Eliza Geeslin & Ally Kontra

Fall 2014

Adirondack Folk Art

In addition to outsider artists, local folk artists play an equally (if not more) important role in the history of Adirondack culture. The key forms of folk art in the Adirondacks are architecture, weaving packbaskets and quilting. Folk art stems from daily experiences and traditions of common people. Usually made by “untrained” artists, there are not “do’s” and “don’ts” with folk art, so there is often more freedom of expression. The folk artists are resourceful and use objects they find, as well as the items around them, for their work. Often, folk art is created by people who are not affluent and live in rural areas. Adirondack folk art includes many of the general characteristics of folk art, but also has some of its own. Adirondack folk art tends to be made using natural substances and fewer, but more multi-purpose tools are used.

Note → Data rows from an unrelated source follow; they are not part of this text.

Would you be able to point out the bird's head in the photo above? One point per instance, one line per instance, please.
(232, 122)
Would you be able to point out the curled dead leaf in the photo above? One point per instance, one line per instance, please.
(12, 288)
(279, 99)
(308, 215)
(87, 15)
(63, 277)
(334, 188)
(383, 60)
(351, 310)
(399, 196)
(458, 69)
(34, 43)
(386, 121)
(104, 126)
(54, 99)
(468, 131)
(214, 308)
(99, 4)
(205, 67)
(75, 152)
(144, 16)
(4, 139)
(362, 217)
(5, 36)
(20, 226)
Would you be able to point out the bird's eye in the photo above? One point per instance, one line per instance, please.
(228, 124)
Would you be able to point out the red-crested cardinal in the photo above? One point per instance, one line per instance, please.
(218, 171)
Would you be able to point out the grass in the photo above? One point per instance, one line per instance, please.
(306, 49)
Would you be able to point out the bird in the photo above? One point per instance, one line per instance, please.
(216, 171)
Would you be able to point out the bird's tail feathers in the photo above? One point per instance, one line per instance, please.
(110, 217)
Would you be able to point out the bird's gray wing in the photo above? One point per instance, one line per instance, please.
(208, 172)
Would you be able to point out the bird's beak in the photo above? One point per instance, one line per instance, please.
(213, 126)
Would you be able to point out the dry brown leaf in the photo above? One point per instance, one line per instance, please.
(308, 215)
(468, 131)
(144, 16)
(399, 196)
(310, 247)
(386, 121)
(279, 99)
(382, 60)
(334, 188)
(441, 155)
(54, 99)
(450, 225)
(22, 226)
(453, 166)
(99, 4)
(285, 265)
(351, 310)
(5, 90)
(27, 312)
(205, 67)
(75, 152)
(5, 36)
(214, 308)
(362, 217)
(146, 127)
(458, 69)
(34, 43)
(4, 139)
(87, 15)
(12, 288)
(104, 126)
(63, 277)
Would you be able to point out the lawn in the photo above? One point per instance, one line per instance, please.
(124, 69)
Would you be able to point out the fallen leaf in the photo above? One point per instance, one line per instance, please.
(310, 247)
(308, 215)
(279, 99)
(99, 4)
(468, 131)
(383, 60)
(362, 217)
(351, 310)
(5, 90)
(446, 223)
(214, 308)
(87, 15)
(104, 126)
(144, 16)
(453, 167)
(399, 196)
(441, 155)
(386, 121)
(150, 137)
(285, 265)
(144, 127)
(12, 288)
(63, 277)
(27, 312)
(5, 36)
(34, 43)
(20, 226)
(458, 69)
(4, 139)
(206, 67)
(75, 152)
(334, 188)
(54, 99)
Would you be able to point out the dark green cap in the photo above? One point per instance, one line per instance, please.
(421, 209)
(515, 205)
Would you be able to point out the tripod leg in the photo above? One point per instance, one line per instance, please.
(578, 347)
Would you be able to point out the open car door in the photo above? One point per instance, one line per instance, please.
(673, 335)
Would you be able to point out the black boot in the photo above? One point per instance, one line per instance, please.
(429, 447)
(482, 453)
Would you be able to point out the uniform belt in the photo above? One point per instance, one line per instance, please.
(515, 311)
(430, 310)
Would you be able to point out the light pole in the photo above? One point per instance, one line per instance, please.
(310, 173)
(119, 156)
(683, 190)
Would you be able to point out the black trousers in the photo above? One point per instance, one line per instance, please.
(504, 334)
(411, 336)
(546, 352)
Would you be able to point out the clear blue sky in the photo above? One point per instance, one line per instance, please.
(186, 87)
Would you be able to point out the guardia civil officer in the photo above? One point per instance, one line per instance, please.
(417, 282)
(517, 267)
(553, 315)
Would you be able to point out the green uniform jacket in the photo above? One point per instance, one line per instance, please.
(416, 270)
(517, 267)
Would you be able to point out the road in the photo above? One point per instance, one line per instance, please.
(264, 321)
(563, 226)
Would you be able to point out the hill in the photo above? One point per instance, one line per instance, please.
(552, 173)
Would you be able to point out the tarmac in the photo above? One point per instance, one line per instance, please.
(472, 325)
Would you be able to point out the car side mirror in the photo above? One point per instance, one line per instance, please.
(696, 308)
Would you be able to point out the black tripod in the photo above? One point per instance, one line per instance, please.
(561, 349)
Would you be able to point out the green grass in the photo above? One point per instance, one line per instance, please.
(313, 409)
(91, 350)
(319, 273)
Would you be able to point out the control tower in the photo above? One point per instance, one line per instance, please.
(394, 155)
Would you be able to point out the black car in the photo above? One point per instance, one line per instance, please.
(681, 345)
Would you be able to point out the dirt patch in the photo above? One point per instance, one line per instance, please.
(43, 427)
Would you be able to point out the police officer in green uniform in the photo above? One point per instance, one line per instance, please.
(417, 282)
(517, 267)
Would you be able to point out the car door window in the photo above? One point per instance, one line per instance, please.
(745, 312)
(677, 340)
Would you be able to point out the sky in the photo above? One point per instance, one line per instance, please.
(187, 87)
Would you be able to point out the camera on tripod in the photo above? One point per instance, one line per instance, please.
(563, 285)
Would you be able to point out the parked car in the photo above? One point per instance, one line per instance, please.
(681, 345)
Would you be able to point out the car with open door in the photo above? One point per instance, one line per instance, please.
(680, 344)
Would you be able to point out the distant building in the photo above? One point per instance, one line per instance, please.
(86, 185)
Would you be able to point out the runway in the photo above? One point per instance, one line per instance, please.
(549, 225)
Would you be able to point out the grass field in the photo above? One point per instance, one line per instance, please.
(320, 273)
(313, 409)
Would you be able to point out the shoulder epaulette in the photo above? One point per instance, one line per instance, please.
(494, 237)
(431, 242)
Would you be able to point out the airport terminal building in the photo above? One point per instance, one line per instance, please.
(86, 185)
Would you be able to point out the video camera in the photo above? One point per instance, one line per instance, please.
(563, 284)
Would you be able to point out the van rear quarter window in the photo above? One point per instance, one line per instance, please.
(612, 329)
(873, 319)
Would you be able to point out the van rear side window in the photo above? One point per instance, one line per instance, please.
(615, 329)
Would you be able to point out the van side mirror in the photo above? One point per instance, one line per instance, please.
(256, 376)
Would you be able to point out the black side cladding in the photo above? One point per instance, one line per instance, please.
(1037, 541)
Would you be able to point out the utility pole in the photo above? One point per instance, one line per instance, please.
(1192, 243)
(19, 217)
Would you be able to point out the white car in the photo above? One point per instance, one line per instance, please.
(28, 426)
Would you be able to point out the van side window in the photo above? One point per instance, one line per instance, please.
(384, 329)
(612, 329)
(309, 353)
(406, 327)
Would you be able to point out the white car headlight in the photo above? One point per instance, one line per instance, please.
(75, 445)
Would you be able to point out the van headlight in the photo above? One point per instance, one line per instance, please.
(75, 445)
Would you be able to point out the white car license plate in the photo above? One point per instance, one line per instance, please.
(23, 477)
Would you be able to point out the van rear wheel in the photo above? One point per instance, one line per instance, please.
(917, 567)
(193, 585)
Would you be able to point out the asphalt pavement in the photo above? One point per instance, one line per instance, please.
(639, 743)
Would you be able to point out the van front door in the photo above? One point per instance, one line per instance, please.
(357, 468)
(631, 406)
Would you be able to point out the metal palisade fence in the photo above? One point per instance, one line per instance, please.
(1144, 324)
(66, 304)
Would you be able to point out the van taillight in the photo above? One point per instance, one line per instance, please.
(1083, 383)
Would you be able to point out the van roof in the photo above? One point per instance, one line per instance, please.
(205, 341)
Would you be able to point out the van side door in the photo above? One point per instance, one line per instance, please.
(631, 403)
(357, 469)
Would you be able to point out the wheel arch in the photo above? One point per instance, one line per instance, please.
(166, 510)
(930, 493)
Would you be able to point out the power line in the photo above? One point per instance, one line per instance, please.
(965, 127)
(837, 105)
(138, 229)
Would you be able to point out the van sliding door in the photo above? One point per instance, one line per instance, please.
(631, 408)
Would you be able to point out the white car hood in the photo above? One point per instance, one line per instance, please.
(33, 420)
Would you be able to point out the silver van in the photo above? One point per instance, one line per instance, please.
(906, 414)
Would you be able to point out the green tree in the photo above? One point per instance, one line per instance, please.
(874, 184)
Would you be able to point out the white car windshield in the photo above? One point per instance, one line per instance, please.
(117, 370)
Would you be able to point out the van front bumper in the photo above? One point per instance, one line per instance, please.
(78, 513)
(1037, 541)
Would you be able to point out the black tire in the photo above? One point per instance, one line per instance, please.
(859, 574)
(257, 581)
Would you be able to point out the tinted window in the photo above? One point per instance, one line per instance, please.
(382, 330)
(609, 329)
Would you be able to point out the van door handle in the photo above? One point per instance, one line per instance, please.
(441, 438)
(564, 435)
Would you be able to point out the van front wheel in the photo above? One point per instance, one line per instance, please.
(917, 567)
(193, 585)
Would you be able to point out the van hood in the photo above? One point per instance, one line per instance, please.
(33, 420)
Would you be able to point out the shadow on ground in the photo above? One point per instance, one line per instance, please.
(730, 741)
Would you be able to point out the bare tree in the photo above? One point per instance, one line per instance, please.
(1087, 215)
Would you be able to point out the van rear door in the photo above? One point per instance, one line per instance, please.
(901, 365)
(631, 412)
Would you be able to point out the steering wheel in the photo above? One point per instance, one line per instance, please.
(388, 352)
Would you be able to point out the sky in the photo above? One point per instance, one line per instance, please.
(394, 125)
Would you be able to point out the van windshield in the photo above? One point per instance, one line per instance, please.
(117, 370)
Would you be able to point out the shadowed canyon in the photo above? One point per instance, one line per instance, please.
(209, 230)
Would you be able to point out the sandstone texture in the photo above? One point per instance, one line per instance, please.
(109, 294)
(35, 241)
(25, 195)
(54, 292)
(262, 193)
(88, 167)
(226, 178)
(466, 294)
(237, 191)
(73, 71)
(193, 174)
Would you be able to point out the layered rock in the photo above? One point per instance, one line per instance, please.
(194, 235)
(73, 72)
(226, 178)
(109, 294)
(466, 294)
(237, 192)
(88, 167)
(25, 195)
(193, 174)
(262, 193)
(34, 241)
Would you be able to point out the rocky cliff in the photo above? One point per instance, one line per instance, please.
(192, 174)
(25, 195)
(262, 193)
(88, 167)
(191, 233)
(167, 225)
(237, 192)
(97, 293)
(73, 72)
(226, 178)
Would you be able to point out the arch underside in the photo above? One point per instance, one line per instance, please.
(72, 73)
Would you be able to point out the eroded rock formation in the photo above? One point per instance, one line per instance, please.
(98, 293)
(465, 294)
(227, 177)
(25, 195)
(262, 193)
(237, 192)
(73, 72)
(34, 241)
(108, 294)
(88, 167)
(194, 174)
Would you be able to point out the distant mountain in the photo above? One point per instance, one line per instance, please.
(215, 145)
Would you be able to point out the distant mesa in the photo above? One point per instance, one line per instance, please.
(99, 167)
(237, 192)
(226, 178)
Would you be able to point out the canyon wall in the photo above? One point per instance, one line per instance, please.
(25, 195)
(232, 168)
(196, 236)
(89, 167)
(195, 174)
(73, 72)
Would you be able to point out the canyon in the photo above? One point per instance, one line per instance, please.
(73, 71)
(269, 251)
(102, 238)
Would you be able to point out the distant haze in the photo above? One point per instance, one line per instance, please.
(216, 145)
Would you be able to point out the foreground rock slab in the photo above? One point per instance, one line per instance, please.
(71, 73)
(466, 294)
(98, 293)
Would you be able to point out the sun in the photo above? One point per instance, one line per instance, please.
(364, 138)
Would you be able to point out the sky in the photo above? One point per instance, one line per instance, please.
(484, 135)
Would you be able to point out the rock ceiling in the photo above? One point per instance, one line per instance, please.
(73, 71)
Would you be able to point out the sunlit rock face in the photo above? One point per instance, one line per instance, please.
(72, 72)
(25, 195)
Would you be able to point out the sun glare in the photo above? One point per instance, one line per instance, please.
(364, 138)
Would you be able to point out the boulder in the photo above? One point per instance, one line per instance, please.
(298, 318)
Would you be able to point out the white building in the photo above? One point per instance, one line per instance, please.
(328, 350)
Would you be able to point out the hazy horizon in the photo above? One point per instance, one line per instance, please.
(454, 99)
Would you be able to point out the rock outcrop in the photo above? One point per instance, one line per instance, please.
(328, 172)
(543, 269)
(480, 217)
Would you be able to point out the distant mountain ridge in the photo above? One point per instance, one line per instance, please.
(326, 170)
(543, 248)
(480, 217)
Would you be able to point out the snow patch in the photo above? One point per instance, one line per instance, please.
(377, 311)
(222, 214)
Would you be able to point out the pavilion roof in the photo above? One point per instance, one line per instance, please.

Folk art can be classic art, it does not necessarily need to be "crafty." We looked at a classic Adirondack folk painter, Edna West Teal, whose paintings were inspired by her experiences growing up in the park. However, a lot of folk art does consist of making crafts. One of the medium of local crafts that we looked at is Adirondack quiltmaking. Quilting was once necessary for comfortable survival, but now it has developed into a hobby of Adirondack locals. We also looked at one of the oldest surviving folk tradions in inside the Adirondack Park: the pack basket. Since the 1800s, the packs have evolved in terms of their recreational use and continue to be an important part of the Adirondacks history. Today, packbaskets are novelties to Adirondack tourists, and are made and sold as souvenirs. Folk art, born in the park, continues to grow and change, just like the Adirondacks themselves.